Distinguere la vita da una partita
Mi tocca commentare, da interista, l’atteggiamento antisportivo di Dimarco che ha esultato in faccia all’avversario dopo lo sbaglio del calcio di rigore. Senza voler difendere l’indifendibile e per alimentare, senza esagerare, la mia autostima nerazzurra, posso citare quello che, a fine partita, lo stesso giocatore ha scritto sui social: “Ho esultato? Sì, ho esultato e anche tanto. E mi spiace se tutta questa gioia mi sia esplosa istintivamente davanti a Henry che aveva appena sbagliato il rigore e io abbia esultato davanti a lui. Di pancia, sono sincero. Qualcuno dirà che non è una cosa bellissima e probabilmente ha ragione, ma non volevo offendere nessuno tanto è vero che al fischio finale sono andato ad abbracciarlo”. Difficile dire quanto siano vere queste parole o semplicemente strumentali.

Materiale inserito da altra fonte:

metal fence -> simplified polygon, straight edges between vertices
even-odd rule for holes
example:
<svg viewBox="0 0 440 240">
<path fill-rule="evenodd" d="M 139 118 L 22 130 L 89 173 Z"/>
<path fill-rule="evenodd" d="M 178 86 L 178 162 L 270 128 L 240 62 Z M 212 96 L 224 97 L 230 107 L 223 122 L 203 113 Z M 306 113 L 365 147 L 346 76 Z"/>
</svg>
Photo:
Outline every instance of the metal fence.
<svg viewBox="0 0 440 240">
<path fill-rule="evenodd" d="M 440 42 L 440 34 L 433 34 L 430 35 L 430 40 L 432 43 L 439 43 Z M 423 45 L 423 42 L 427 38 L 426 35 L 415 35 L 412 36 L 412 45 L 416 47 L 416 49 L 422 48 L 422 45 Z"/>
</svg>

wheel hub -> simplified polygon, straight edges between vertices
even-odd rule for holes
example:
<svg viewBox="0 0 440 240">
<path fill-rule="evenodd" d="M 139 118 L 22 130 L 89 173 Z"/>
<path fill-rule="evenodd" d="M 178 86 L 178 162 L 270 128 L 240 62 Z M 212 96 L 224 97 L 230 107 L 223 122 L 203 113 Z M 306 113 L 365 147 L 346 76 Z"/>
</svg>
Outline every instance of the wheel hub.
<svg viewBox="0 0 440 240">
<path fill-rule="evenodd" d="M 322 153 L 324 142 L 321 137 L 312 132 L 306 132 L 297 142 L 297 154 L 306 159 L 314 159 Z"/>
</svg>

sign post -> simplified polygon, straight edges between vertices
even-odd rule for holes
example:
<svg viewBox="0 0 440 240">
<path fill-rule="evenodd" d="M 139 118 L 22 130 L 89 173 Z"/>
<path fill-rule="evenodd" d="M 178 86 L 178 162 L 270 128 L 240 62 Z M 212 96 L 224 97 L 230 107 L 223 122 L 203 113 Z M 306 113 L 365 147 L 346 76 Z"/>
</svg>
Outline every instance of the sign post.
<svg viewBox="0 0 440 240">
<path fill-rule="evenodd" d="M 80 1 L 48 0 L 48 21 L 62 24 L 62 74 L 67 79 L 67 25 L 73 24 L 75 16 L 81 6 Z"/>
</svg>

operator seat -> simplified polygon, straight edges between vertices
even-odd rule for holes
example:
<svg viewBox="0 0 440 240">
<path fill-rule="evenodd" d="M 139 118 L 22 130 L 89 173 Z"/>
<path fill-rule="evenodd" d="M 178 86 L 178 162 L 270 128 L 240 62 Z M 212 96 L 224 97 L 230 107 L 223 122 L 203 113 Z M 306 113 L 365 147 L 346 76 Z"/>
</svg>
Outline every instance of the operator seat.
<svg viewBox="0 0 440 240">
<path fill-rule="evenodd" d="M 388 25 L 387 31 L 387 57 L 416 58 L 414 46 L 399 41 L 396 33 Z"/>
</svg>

Qualche anno fa, lo stesso giocatore, dopo aver segnato un gol contro l’Inter, ricevendo gli insulti sui social, rispose: “Non avrei mai voluto segnare questo primo gol contro la mia squadra del cuore. Mi dispiace per i tifosi che si sono sentiti offesi. Volevo chiedervi di non offendere... adesso che sta per arrivare mia figlia! Una giornata indimenticabile”. Distinguere la vita da una partita, tenendo ciò che conta: sembra banale, ma non è poco.